VIDEO: Los Angeles Pastor Compares Police to the Klan, Says Officers "Lynch" Black, Brown Men
The senior pastor of a prominent Los Angeles church is at the center of a growing controversy after he compared police officers to the Ku Klux Klan in a recent sermon.
Pastor J. Edgar Boyd of the First AME Church delivered the sermon Jan. 18, stating: “Today, lynchings still occur but in a different form. The Klansmen today do not raid in the night raids with robes on and hoods on. But what they do is put a blue uniform on and a gold badge and take a baton or a police weapon, and they come at the least time we expect them and they take the lives of our young black men and young brown men. They take their lives long before they’re able to learn what God has in store for them in life.”

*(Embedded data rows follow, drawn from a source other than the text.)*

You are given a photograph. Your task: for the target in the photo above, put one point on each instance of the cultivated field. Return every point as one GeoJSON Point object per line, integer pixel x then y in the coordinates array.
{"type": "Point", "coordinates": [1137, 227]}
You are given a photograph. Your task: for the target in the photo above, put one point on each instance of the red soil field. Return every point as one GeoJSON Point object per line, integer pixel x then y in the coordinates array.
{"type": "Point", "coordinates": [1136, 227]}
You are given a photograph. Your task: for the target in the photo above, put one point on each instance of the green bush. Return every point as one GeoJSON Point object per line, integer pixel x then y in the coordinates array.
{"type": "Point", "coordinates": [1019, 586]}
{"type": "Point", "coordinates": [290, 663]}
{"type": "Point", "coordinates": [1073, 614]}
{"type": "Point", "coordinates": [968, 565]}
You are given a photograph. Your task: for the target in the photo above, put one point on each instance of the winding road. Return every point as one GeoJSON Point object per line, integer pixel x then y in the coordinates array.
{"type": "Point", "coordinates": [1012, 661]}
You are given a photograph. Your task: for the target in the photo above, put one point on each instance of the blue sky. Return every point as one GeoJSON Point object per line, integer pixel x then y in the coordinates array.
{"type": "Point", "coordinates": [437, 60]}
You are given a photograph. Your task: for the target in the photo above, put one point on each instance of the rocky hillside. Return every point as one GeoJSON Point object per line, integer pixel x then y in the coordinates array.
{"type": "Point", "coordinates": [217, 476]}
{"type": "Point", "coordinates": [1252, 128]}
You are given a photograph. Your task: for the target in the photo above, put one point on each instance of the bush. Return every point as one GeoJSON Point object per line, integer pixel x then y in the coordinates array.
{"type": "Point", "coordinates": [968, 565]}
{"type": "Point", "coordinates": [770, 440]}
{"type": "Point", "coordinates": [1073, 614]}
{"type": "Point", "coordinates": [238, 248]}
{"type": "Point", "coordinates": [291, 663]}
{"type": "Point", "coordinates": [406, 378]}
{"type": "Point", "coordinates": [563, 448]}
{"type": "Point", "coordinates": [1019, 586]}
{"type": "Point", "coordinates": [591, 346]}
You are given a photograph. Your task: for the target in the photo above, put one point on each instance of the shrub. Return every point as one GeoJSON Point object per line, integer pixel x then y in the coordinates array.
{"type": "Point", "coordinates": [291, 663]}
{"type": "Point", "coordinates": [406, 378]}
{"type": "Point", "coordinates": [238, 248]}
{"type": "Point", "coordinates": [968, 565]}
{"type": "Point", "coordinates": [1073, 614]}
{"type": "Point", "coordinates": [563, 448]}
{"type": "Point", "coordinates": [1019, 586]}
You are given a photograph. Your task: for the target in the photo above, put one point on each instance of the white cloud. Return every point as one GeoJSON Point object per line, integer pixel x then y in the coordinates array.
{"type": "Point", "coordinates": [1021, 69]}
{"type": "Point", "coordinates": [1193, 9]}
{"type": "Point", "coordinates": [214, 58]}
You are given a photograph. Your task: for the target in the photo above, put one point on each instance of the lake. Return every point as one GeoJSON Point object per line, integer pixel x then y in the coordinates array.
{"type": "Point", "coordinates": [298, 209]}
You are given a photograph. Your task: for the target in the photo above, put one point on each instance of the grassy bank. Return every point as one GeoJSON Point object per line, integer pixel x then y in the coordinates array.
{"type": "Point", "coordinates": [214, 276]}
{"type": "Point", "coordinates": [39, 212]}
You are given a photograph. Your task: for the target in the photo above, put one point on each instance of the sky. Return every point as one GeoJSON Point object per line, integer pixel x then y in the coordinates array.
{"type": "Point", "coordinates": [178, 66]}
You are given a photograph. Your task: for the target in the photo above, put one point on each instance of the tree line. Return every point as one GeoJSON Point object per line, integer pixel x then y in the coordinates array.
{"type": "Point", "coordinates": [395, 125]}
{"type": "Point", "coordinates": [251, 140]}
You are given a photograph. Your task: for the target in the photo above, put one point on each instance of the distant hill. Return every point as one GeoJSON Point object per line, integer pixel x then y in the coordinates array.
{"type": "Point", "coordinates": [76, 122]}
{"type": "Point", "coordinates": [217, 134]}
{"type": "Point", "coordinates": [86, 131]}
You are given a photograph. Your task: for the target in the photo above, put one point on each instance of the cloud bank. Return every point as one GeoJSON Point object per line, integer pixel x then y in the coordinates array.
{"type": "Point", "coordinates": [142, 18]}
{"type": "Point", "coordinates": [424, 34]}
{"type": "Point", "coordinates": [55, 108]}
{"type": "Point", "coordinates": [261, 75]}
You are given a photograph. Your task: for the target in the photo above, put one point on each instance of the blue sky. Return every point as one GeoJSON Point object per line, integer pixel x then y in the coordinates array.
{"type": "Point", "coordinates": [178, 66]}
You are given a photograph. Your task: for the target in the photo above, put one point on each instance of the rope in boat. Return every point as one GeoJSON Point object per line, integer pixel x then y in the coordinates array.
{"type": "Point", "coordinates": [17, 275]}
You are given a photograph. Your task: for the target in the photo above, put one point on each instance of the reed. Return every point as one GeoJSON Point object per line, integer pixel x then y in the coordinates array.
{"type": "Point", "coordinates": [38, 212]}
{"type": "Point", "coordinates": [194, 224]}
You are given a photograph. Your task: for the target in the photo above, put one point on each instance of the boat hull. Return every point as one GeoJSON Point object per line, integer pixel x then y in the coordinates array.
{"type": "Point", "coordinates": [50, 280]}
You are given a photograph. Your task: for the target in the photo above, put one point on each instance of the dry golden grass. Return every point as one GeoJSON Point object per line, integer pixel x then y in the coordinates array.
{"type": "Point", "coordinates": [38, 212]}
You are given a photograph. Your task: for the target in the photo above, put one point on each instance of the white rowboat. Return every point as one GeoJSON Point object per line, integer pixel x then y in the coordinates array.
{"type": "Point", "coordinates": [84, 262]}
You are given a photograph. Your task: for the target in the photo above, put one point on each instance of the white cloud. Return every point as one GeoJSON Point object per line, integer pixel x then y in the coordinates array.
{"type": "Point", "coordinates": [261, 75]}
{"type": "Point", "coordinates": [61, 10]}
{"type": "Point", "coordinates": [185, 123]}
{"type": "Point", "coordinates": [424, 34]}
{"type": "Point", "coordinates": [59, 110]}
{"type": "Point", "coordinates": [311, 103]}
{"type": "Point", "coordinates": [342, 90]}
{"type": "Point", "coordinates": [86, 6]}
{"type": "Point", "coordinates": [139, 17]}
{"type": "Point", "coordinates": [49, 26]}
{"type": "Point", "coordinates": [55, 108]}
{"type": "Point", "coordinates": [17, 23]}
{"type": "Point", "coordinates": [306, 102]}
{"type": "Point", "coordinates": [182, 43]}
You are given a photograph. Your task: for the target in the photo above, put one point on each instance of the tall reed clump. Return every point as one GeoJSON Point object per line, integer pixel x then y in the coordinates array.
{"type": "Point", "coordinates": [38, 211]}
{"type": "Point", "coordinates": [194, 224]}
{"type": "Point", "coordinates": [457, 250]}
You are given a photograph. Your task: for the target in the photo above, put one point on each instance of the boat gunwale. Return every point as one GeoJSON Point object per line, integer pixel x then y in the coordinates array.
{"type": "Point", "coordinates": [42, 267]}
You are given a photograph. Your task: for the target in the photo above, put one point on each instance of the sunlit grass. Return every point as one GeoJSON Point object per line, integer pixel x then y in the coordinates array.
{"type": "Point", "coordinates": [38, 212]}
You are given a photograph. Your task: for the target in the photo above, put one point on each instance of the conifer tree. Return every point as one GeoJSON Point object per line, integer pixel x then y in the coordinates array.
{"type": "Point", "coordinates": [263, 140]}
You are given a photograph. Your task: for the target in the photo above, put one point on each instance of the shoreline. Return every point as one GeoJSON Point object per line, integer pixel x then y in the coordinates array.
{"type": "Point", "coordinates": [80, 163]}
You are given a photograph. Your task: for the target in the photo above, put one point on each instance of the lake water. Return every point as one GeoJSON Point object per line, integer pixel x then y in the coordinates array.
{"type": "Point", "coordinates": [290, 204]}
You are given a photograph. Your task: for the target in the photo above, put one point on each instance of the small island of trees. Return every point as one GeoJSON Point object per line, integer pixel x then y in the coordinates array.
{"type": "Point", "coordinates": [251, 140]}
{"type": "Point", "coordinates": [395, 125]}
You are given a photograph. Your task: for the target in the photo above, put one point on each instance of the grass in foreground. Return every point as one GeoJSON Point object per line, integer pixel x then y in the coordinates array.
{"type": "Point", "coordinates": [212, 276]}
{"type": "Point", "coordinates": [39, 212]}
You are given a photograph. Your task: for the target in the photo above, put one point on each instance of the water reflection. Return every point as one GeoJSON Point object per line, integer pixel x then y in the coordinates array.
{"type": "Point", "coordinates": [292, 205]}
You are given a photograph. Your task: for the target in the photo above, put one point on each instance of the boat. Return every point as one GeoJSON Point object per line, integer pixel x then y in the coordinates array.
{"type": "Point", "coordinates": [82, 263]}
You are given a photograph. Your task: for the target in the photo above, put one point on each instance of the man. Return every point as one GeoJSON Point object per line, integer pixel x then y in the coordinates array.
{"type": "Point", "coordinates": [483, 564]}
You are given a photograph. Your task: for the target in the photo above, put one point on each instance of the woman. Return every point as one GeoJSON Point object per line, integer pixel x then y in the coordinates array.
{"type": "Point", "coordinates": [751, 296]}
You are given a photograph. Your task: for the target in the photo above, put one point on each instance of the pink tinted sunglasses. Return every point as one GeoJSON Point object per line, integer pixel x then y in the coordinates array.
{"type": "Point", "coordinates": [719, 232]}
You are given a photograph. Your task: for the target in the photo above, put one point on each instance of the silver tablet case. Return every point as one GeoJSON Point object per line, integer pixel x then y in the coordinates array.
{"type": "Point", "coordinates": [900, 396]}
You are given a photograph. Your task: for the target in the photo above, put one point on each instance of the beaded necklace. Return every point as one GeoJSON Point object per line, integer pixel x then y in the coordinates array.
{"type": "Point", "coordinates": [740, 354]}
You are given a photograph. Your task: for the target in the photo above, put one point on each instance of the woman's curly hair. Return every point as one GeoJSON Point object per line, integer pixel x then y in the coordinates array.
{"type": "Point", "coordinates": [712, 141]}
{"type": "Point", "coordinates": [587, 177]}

Neither LAPD Chief Charlie Beck nor L.A. County Sheriff Jim McDonnell showed up two weeks later at the First AME service they were expected to attend. Police sources told CBS2/KCAL9’s Dave Bryan it was because of the controversy over the video.
Mayor Eric Garcetti, whose office says he expressed his strong opposition to the statement in a conversation with Boyd, did attend last Sunday’s service and made a direct statement about it when he spoke to the congregation.
The Los Angeles Police Protective League released a statement that said: “The LAPPL is deeply disturbed and astonished by Pastor Boyd’s comments. LAPD officers have worked relentlessly to build and foster a relationship between the community and the police. Unfortunately, comments like those of Pastor Boyd only serve to tear down what has taken many years to cultivate.”